Data Preprocessing
Data preprocessing
Why preprocessing ?
-
Real world data are generally
- Incomplete: lacking attribute values, lacking certain attributes of interest, or containing only aggregate data
- Noisy: containing errors or outliers
- Inconsistent: containing discrepancies in codes or names
-
Tasks in data preprocessing
- Data cleaning: fill in missing values, smooth noisy data, identify or remove outliers, and resolve inconsistencies.
- Data integration: using multiple databases, data cubes, or files.
- Data transformation: normalization and aggregation.
- Data reduction: reducing the volume but producing the same or similar analytical results.
- Data discretization: part of data reduction, replacing numerical attributes with nominal ones.
Data cleaning
-
Fill in missing values (attribute or class value):
- Ignore the tuple: usually done when class label is missing.
- Use the attribute mean (or majority nominal value) to fill in the missing value.
- Use the attribute mean (or majority nominal value) for all samples belonging to the same class.
- Predict the missing value by using a learning algorithm: consider the attribute with the missing value as a dependent (class) variable and run a learning algorithm (usually Bayes or decision tree) to predict the missing value.
-
Identify outliers and smooth out noisy data:
-
Binning
- Sort the attribute values and partition them into bins (see "Unsupervised discretization" below);
- Then smooth by bin means, bin median, or bin boundaries.
- Clustering: group values in clusters and then detect and remove outliers (automatic or manual)
- Regression: smooth by fitting the data into regression functions.
-
Binning
- Correct inconsistent data: use domain knowledge or expert decision.
Data transformation
-
Normalization:
-
Scaling attribute values to fall within a specified range.
- Example: to transform V in [min, max] to V' in [0,1], apply V'=(V-Min)/(Max-Min)
- Scaling by using mean and standard deviation (useful when min and max are unknown or when there are outliers): V'=(V-Mean)/StDev
-
Scaling attribute values to fall within a specified range.
- Aggregation: moving up in the concept hierarchy on numeric attributes.
- Generalization: moving up in the concept hierarchy on nominal attributes.
- Attribute construction: replacing or adding new attributes inferred by existing attributes.
Data reduction
-
Reducing the number of attributes
- Data cube aggregation: applying roll-up, slice or dice operations.
- Removing irrelevant attributes: attribute selection (filtering and wrapper methods), searching the attribute space (see Lecture 5: Attribute-oriented analysis).
- Principle component analysis (numeric attributes only): searching for a lower dimensional space that can best represent the data..
-
Reducing the number of attribute values
- Binning (histograms): reducing the number of attributes by grouping them into intervals (bins).
- Clustering: grouping values in clusters.
- Aggregation or generalization
-
Reducing the number of tuples
- Sampling
Discretization and generating concept hierarchies
-
Unsupervised discretization - class variable is not used.
- Equal-interval (equiwidth) binning: split the whole range of numbers in intervals with equal size.
- Equal-frequency (equidepth) binning: use intervals containing equal number of values.
-
Supervised discretization - uses the values of the class variable.
-
Using class boundaries.
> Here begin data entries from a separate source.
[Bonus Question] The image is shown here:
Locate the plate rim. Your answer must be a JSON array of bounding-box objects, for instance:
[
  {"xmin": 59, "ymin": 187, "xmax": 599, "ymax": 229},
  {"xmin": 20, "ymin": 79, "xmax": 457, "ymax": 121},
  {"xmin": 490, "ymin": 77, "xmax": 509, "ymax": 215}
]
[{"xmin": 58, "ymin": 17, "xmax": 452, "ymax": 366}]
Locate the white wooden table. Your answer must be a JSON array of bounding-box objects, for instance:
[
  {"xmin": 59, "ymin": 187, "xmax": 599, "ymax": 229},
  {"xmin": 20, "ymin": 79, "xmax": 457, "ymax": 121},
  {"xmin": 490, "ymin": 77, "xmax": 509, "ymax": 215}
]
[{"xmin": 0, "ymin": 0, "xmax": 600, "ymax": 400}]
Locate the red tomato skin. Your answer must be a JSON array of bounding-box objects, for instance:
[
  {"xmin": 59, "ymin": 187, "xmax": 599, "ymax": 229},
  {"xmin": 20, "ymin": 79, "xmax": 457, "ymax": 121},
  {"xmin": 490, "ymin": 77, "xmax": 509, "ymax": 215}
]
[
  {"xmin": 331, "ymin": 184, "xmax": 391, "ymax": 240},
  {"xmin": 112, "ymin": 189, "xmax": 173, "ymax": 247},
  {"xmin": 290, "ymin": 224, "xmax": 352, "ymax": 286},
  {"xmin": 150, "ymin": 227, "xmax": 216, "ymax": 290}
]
Three steps:
- Sort values.
- Place breakpoints between values belonging to different classes.
- If too many intervals, merge intervals with equal or similar class distributions.
-
Entropy (information)-based discretization. Example:
-
Information in a class distribution:
- Denote a set of five values occurring in tuples belonging to two classes (+ and -) as [+,+,+,-,-]
- That is, the first 3 belong to "+" tuples and the last 2 - to "-" tuples
- Then, Info([+,+,+,-,-]) = -(3/5)*log(3/5)-(2/5)*log(2/5) (logs are base 2)
- 3/5 and 2/5 are relative frequencies (probabilities)
- Ignoring the order of the values, we can use the following notation: [3,2] meaning 3 values from one class and 2 - from the other.
- Then, Info([3,2]) = -(3/5)*log(3/5)-(2/5)*log(2/5)
-
Information in a split (2/5 and 3/5 are weight coefficients):
- Info([+,+],[+,-,-]) = (2/5)*Info([+,+]) + (3/5)*Info([+,-,-])
- Or, Info([2,0],[1,2]) = (2/5)*Info([2,0]) + (3/5)*Info([1,2])
-
Method:
- Sort the values;
- Calculate information in all possible splits;
- Choose the split that minimizes information;
- Do not include breakpoints between values belonging to the same class (this will increase information);
- Apply the same to the resulting intervals until some stopping criterion is satisfied.
-
Information in a class distribution:
-
Using class boundaries. Three steps:
- Generating concept hierarchies: recursively applying partitioning or discretization methods.